Emily ficou imóvel um instante. Então, de novo, sem tencionar falar, mas impelida a fazê-lo, disse- Odiou Cambridge, não é mesmo?

– Como sabe?- a voz dele era ríspida.

– Odiou... Cambridge... -repetiu ela, em voz baixa como se estivesse em transe- e odiou... a Inglaterra!

Pareceu-lhe que sua voz viera de um caminho distante. Seus lábios se moveram sem que houvesse comando do cérebro. Com um grito, o Sultão se ergueu.

– Alguém lhe contou essas coisas? –perguntou ele- Ou tem, realmente, visão?

– Eu vejo com clareza -respondeu Emily- E posso sentir seu ódio.

– Se quer a verdade, e é isso o que está perguntando- confessou ele, com violência- odeio os ingleses! Eles me chamavam de negro! Quem pode cuspir no Senhor da Vida e da Morte, e viver? Os ingleses deverão morrer! Por isso, enquanto eu ria dos seus insultos, tirava as mulheres deles!

Enquanto falava, Emily viu os cadáveres enrugados, como o Encarregado de Negócios os descrevera, jazendo sobre a areia do deserto.

– Então... foi Sua Alteza que matou... os ingleses que morreram no deserto?... -disse ela- e os beduínos e ladrões foram acusados do crime!...

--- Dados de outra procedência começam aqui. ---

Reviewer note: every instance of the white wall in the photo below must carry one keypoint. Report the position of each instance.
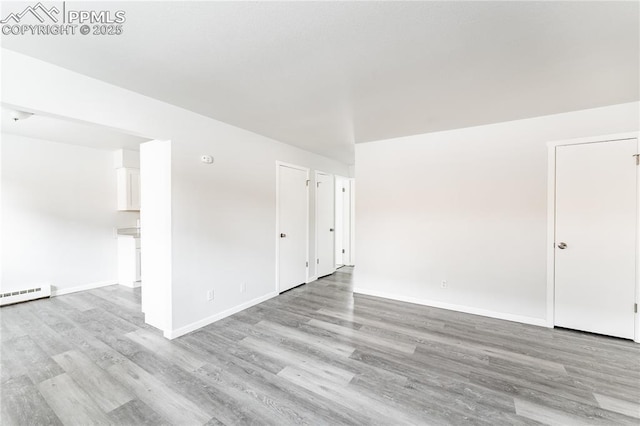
(223, 215)
(467, 206)
(58, 215)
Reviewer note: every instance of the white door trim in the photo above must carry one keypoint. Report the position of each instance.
(277, 235)
(551, 221)
(333, 181)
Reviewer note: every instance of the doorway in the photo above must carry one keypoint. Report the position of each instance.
(344, 222)
(595, 228)
(325, 224)
(292, 231)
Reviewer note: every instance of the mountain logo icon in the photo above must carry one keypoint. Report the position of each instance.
(39, 11)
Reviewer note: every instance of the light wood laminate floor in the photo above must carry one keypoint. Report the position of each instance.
(316, 355)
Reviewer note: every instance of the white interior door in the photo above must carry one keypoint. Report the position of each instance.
(293, 220)
(325, 224)
(595, 237)
(339, 220)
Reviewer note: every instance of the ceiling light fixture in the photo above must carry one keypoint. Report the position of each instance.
(20, 115)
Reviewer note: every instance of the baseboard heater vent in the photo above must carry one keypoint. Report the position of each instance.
(24, 295)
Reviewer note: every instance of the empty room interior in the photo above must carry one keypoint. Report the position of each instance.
(320, 213)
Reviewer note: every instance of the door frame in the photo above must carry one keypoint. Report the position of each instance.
(551, 220)
(333, 214)
(277, 234)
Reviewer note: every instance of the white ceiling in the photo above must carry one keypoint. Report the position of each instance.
(69, 132)
(323, 75)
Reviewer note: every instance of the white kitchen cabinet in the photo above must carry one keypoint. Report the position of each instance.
(128, 189)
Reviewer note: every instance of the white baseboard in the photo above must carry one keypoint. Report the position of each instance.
(542, 322)
(172, 334)
(132, 284)
(60, 291)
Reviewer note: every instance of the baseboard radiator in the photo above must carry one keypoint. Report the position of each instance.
(24, 295)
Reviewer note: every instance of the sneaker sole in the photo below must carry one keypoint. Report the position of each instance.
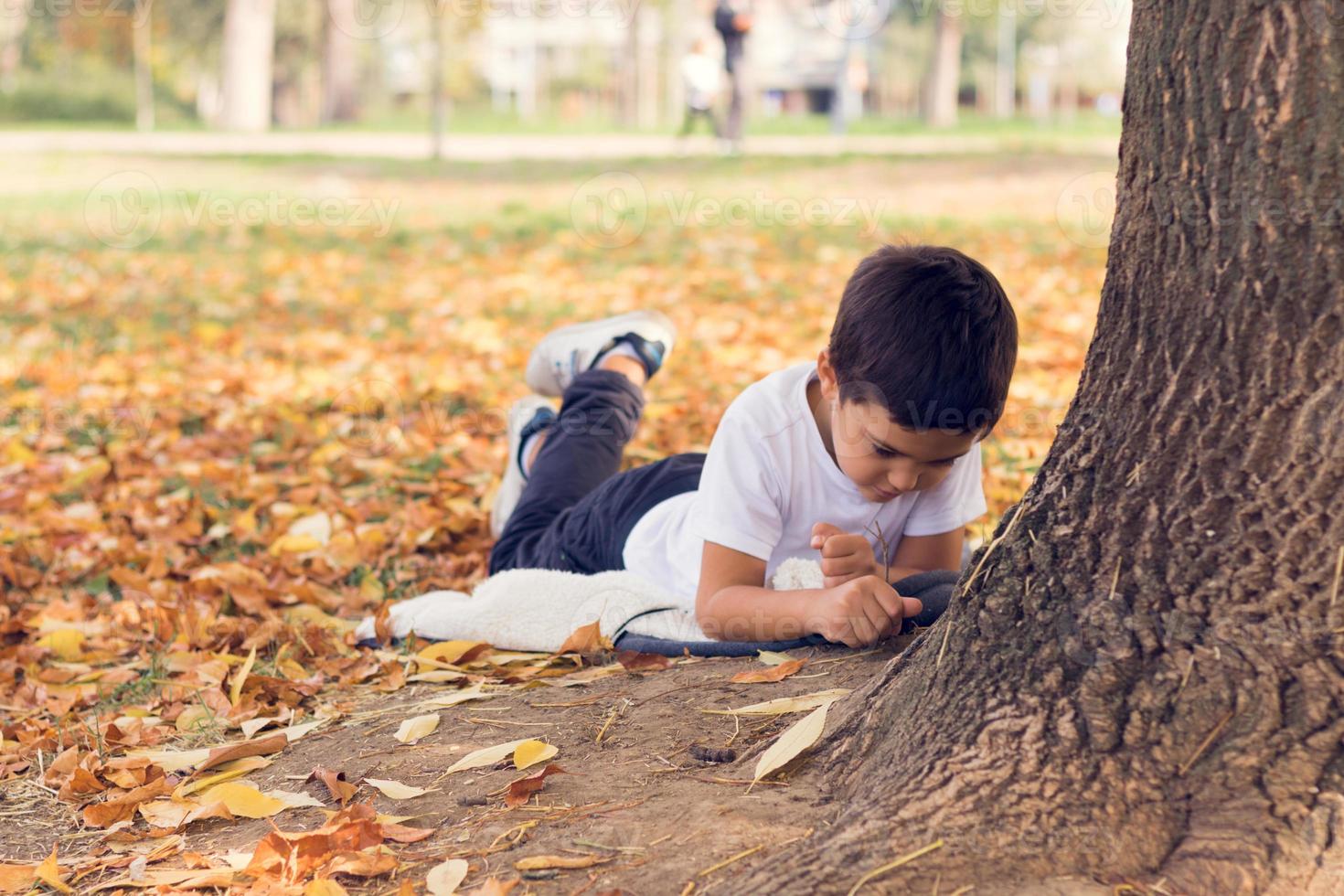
(539, 375)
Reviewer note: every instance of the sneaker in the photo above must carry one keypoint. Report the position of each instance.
(566, 352)
(526, 417)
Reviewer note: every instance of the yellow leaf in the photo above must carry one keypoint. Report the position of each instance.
(294, 544)
(445, 878)
(485, 755)
(395, 789)
(243, 799)
(784, 704)
(448, 652)
(417, 727)
(537, 863)
(228, 772)
(472, 692)
(235, 689)
(316, 527)
(48, 872)
(792, 741)
(68, 644)
(531, 752)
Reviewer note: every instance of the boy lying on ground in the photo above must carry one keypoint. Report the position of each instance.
(874, 443)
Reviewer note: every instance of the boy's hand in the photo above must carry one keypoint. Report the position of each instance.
(844, 557)
(863, 612)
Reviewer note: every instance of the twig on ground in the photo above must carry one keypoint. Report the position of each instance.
(901, 861)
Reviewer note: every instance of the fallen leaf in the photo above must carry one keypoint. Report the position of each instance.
(417, 727)
(262, 747)
(636, 661)
(485, 756)
(48, 872)
(340, 789)
(395, 789)
(243, 799)
(797, 738)
(235, 688)
(522, 790)
(781, 706)
(537, 863)
(585, 640)
(773, 673)
(531, 752)
(445, 878)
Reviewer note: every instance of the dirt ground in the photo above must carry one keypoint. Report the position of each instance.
(659, 818)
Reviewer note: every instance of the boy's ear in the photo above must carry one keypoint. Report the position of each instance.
(827, 375)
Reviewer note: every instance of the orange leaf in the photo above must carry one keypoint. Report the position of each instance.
(220, 755)
(636, 661)
(773, 673)
(522, 790)
(340, 789)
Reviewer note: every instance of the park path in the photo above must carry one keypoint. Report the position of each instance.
(523, 146)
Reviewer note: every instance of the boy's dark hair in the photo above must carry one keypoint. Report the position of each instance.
(926, 332)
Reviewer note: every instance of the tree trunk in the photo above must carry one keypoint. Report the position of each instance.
(140, 48)
(339, 63)
(944, 70)
(248, 55)
(1143, 676)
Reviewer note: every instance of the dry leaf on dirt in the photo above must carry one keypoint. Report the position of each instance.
(395, 789)
(417, 727)
(340, 789)
(537, 863)
(531, 752)
(522, 790)
(792, 741)
(773, 673)
(486, 756)
(785, 704)
(636, 661)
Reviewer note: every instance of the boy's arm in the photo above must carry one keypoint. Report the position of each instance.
(923, 552)
(734, 604)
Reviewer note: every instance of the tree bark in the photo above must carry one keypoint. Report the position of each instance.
(140, 45)
(248, 57)
(339, 63)
(944, 70)
(1143, 676)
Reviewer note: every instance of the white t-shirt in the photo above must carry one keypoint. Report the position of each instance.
(768, 478)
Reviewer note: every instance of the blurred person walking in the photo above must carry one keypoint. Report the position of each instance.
(732, 25)
(700, 74)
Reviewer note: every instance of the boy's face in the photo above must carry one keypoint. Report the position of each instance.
(878, 454)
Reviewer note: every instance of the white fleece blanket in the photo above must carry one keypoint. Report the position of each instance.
(539, 609)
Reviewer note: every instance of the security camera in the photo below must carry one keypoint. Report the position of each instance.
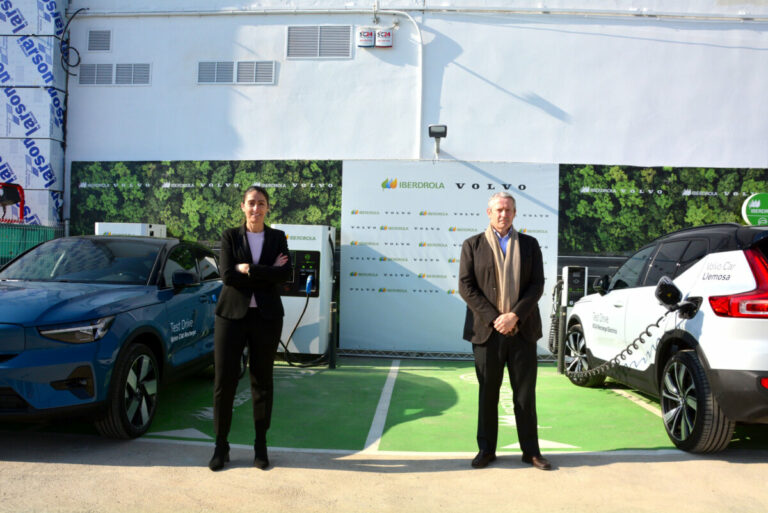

–Sim, fui eu! E é por esse motivo que sua esposa também vai morrer! Porque ela me desprezou em uma festa- diz Natan- ela se sente muito importante

Emily sentiu as palavras secarem o sangue de seu coração, para que ela desmaiasse.

– Não acha... que será denunciado... como assassino?- interrogou com voz fraca.

– Quem poderá saber que sou responsável? Uma facada nas costas, quando ela estiver caminhando pelo jardim. Ou talvez, comida envenenada! É fácil matar. Muito mais difícil é encontrar o culpado.- diz Natan

A sensação de desmaio passou. De repente, Emily sentiu uma nova força íntima. Uma força que a fez gritar. A voz parecendo ecoar na sala sombria - Não deve fazer isso...

– E quem vai me calar? Como poderá me impedir?- diz Natan debochado

Um sorriso cruel surgiu em seus lábios. Ao mesmo tempo, ela teve consciência, porque ele aceitara seus poderes clarividentes, que a expressão dos olhos do Sultão era diferente do que fora, no início da conversa.

Naquele momento, ela soube que não temia mais por si mesma, mas por Spencer. Sentiu um terror imenso, como se tivesse recebido uma facada no coração. Spencer não podia morrer daquela maneira!

– Ainda não compreendeu?- perguntou o Sultão- que depois de ter vindo aqui uma vez, não haverá volta? Eu pretendera, e já providenciei, para que caísse do alto do terraço. Estaria apreciando a vista e, por uma estranha fatalidade, escorregaria!... Sua morte e a de sua esposa, depois que ela tivesse chorado bastante a perda da esposa, seriam uma pequena parte da minha vingança contra quem zombou de mim por causa da minha cor! E que me tratou como se eu fosse um varredor de ruas, não o soberano supremo do meu povo!